Inguna Skadina: Machine Translation for less resourced languages: Challenge or opportunity?

The opportunity to use translation tools to overcome language barriers has attracted researchers even before the first computers became available. Although a great deal of effort has been put into the research and development of machine translation (MT) solutions, this technology has also received a lot of critique for translation quality. In 2012 the META-NET Language White Papers showed that only three of the official EU languages can benefit from moderate to good support by machine translation technologies, while there is weak or no support for most of the EU languages. Less resourced morphologically rich languages with rather free word order have been recognized as difficult for automated translation tools. This invited talk will discuss issues related to the creation of MT solutions for morphological rich languages and share experiences in the development of MT solutions for the languages of the three Baltic countries – typical representatives of difficult use case for MT. Different machine translation system architectures will be analysed. The most recent outcomes from the H2020 QT21 project, CEF.AT tenders, and WMT 2017 and WMT 2018 news translation shared tasks will be discussed.

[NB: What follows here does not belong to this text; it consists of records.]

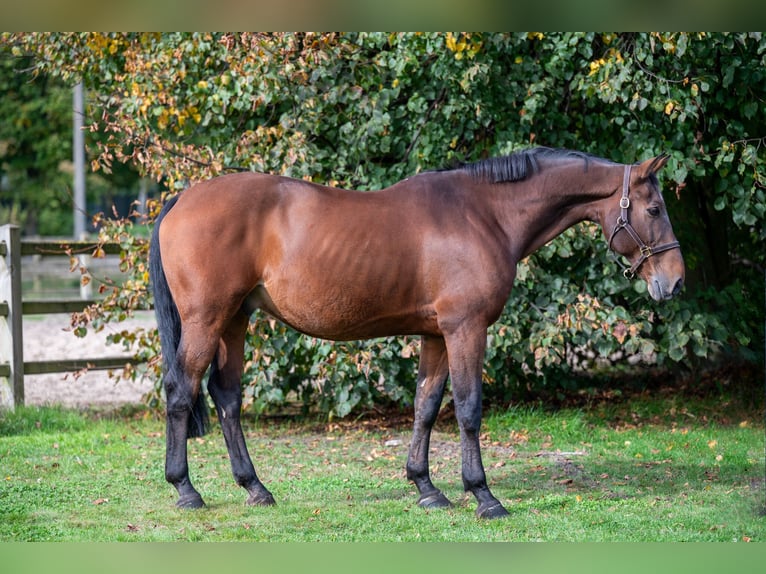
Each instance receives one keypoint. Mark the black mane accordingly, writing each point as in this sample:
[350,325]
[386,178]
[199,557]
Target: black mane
[519,165]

Inguna Skadiņa is a professor at the Faculty of Computing of the University of Latvia (UL) and chief scientific officer at Tilde. She has been working for over 30 years on language technologies for less resourced languages. Her current research interests include language resources and tools, machine translation, and human-computer interaction. I.Skadiņa is a national coordinator of CLARIN research infrastructure in Latvia. She is also senior researcher at the Institute of Mathematics and Computer Science, UL. I.Skadiņa has led and participated in many EU and nationally funded projects related to language technologies, including the scientific coordination of the FP7 ACCURAT project and the ICT PSP META-NORD project, and recently participated in the H2020 QT21 project. Currently she is responsible for the scientific coordination of the large scale national project “Neural Network Modelling for Inflected Natural Languages”. I. Skadiņa is the author of more than 50 publications. She is a member of several professional organisations, expert of the Latvian Council of Sciences.